Saturday, April 4, 2009

The Great Xenia Tornado of April 3, 1974

Great Xenia Tornado of April 3, 1974

About 3 years before I met her, Linda was almost caught in the nastiest, deadliest tornado ever to hit Ohio. She was just outside the town of Yellow Springs, with a group of school children, hiking through John Bryant State Park with Jan Wolanin, an environmental educator, when the tornado hit. Xenia, just mikes away, took a direct hit (see the article that follows for the incredible impact of the tornado on Xenia). Linda's Volkswagen Beetle was clobbered with gigantic hailstones, dented beyond belief. But she, Jan, and all the little children were safe. When Linda tried to drive back to Dayton through Xenia, she saw the devastation and thought that, somehow, Xenia had been bombed. The area was awash with sirens, ambulances, fire trucks, police cars, and astonishing devastation.

That same tornado hit the west side of Cincinnati, devastating the Saylor Park neighborhood. My old friend Henry Scott was working that day at a Cincinnati hospital and could see the tornado sweeping across the west side of Cincinnati. The Over-the-Rhine neighborhood, where I lived, was spared the destruction.

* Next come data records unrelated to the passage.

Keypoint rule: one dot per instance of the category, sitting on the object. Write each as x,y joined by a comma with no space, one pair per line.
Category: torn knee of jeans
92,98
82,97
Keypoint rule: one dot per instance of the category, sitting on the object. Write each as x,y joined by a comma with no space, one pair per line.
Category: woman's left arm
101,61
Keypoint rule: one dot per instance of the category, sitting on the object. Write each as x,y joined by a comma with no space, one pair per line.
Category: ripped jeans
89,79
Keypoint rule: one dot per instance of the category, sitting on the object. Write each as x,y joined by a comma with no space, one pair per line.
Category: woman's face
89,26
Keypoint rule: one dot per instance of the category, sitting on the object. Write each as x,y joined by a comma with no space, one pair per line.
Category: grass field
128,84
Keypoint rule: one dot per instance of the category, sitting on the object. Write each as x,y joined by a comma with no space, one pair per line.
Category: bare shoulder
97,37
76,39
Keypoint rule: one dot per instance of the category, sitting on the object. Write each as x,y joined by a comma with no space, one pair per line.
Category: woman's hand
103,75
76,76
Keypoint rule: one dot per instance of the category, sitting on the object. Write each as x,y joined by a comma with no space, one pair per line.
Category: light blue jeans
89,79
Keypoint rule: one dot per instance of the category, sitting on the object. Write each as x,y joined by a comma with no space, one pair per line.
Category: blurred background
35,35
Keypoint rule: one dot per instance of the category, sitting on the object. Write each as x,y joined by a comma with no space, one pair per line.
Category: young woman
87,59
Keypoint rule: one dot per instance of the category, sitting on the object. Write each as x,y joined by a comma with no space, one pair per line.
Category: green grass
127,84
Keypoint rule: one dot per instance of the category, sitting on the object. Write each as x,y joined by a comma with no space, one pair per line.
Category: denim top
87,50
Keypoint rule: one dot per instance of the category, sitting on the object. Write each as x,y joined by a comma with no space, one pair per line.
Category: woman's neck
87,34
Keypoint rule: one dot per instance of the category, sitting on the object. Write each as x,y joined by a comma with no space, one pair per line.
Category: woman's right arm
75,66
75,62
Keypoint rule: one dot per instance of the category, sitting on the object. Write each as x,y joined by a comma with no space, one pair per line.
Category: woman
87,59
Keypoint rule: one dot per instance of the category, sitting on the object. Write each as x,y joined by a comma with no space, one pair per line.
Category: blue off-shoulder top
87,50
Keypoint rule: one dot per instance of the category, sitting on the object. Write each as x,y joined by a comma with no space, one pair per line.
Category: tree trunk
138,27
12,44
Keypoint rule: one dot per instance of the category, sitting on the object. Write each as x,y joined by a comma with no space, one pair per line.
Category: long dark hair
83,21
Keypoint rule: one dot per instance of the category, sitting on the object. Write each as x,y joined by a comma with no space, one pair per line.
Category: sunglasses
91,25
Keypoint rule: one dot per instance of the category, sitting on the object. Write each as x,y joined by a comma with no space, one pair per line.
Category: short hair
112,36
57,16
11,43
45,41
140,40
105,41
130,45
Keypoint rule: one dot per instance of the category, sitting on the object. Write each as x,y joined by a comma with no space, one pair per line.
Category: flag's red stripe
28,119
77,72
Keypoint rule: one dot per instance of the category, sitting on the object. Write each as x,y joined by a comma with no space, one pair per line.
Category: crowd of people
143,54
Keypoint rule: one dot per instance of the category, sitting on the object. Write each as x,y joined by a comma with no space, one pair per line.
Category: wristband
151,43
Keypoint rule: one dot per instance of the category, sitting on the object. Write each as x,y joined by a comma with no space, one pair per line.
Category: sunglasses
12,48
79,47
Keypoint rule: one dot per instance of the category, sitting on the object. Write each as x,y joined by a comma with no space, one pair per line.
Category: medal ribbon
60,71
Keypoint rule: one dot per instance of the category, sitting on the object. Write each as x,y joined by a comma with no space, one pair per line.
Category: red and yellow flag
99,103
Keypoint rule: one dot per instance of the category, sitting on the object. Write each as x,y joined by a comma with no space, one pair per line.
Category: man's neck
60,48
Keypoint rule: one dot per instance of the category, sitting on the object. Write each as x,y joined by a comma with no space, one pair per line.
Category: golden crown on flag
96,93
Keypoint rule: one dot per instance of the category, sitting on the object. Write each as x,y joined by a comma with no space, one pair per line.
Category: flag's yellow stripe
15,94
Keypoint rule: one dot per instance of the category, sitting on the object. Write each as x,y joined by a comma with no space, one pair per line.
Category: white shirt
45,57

Source: (click on the link for photos relating to this story.
http://www.ohiohistory.org/etcetera/exhibits/swio/pages/content/1974_tornado.htm

The tornado superoutbreak of April 3-4, 1974 resulted in 148 tornadoes in 13 states. Across the United States, 315 people were killed, more than 6,000 injured, and 27,000 families suffered property losses. The Xenia Tornado caused the most deaths of any tornado in the outbreak. In Ohio, 12 tornadoes touched down, killing 36 people.
The Xenia Tornado touched down at 4:30 PM nine miles southwest of Xenia and entered the city about ten minutes later. It continued northeastward on a path of 32 miles through Xenia and Wilberforce into Clark County. The Xenia Tornado killed 32 people from Xenia to Wilberforce. About half of the buildings in the city of 27,000 were damaged and 300 homes destroyed. Nine Xenia churches were destroyed, as were seven of the twelve schools in the city. Fortunately, the tornado occurred an hour after classes had been dismissed. The roof and windows were blown from the Greene County Courthouse. A train passing through Xenia was struck by the tornado and 7 of the 47 cars were blown over, resulting in the blockage of Main Street.
More than 1300 people were treated for injuries at Green Memorial Hospital. Restaurants that were not destroyed handed out thousands of free meals to residents and rescue workers in Xenia. Convoys of generators, floodlights, bulldozers, and dump trucks arrived overnight from nearby Wright-Patterson Air Force Base. The tornado also struck Wilberforce University and Central State University, destroying many buildings and injuring several people on each campus.
Another violent tornado struck west of Cincinnati where homes were leveled and two people killed in Saylor Park. Other tornadoes that night caused significant damage in London and Mason and in rural areas of Adams and Paulding Counties.